Всё к лучшему | страница 49



– Это тебе не на лекциях сидеть и девок вумных щупать, – посмеивался Коля.

– Да ладно, – лениво отбивался я. – Какая разница? Вумные – глупые. Они не ценят свое счастье и торгуются…

В парикмахерских симпатичные девчонки делали нам бесплатную модную стрижку, поили чаем, совали флакончики одеколона в подарок, а одна, разговорившись о жизни, привезла из дома старую, военных лет, ухоженную печатную машинку.

– Пиши, мол. У нас все равно валяется от бабушки.

Машинку потом, когда я ушел в армию, из нашего дома при обыске забрали. Вместе с моими детскими стихами и набросками. Что-то там сличали и выискивали. Тоже работа.

– И меня вызывали, – как-то рассказала мама. – Я пошла в церковь, русскую, и поставила за тебя свечку…

– Ну что, комсомолец, – сказал тогда Коля, повеселев, как обычно, к вечеру. – Надо отметить.

И вытащил бутылек где-то прихваченного или подаренного спирта-денатурата. Синего, как наши глаза тех лет.

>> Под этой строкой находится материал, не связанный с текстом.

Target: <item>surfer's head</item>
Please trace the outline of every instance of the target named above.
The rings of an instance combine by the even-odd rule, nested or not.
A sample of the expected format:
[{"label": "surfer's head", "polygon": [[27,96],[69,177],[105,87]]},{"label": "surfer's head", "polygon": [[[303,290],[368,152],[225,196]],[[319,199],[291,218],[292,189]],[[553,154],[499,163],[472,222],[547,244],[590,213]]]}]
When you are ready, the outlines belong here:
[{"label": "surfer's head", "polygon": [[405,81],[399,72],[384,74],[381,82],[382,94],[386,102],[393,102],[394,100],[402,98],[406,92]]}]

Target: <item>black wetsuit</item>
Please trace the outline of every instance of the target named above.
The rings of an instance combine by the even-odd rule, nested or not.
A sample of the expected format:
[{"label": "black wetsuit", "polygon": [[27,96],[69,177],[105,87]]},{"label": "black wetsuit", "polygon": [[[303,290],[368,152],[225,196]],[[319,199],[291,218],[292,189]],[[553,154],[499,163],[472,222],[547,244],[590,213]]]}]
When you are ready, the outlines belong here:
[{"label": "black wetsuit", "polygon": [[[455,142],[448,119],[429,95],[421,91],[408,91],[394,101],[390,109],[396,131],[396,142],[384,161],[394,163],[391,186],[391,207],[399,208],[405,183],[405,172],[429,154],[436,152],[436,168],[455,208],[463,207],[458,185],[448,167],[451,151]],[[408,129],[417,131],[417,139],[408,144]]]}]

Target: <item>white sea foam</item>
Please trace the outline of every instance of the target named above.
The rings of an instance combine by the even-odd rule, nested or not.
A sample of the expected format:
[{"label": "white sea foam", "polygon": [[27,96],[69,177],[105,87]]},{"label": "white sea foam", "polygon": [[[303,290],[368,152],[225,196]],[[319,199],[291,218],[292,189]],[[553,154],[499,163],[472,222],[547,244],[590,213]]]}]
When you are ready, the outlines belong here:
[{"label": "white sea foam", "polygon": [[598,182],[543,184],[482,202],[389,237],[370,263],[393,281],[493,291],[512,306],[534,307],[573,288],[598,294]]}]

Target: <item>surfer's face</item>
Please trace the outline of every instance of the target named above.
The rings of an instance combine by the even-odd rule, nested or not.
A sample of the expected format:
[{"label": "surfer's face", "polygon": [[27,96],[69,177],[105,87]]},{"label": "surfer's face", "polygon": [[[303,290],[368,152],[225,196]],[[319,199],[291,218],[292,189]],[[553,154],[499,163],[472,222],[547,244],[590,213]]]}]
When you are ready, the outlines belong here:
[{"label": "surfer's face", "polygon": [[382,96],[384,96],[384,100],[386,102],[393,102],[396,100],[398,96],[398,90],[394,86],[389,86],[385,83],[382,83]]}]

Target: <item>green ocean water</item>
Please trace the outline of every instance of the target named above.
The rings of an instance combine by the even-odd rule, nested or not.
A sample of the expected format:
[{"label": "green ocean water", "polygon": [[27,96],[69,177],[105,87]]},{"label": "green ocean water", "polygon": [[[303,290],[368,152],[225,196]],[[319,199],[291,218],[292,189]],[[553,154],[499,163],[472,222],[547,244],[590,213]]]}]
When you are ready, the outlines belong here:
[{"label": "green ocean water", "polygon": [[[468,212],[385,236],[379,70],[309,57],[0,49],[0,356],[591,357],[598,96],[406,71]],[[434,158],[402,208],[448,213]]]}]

– Привыкай к настоящей жизни. Не бойся, не отравишься. Травят люди, а не денатурат.

– Люди травят… – повторил я. – Давай, лехаим!

– Это что?

– Это главный еврейский тост: «За жизнь!»

– Красиво. Все-таки вы умные, – восхитился Коля. – За жизнь! Это тебе не за Родину, за Сталина. Или там – за царя.

И вдруг затосковал…

Много позже я случайно узнал, что Коля, не дожив до пятидесяти, сгорел от водки. Есенины на Руси долго не живут.

ВКУС ЖИЗНИ

(МОНГОЛИЯ, 1975)

Самое главное – не дать ему расползтись и растаять. Лучше всего прижать языком к нёбу и медленно-медленно, что на самом деле трудно, размазывать его, вкушая. И потом быстро, чтоб никто не видел, не потому что отберут, а просто это нарушение порядка, отламывать в кармане новый кусочек. И сожалеть, что ломтик маленький. И еще важно не заснуть. Поскольку все это лучше делать во время киносеанса.

Через несколько минут после того, как гасили свет, мы скопом валились в пропасть тепла и полуторачасового счастья свободы. Хлеб, а точнее даже оставшийся ломтик, нельзя было брать со стола, но мы брали, кто успевал. Кого ловили, ночью засовывали в рот портянку. Из сапога. Глубоко и надолго. И потому я решился на это только однажды.

Коричневый пористый кусочек просто чудом остался с краю и оказался сильнее страха быть наказанным. На сорокаградусном морозе, даже в кармане, он был, как живой, но быстро замерзал и крошился. И я никогда больше не ел такого вкусного хлеба – как тот, монгольский. В столице этой страны Улан-Баторе, которой я так и не видел, увезенный затем в глубинку бесконечной промерзлой и безлюдной степи. Вместе с другими, такими же, чьих девчонок оставшиеся на гражданке, словно в издевку нам, за десять тысяч километров отсюда провожали, и уговаривали, и зажигали свечи, и накидывали плед, и подливали им, дурам, вино. И мы это чувствовали, подставляя свои замерзшие задницы под солярные костры с ломами, лопатами и кирками в руках. Вместо цветов и подарков. В полном и окоченелом безлюдье на триста километров в округе мы жались друг к другу, сбиваясь воедино. Но знали, что мы вернемся. Уже к другим и сами другие. Отдавшие долги непонятно кому, но понятно – за что.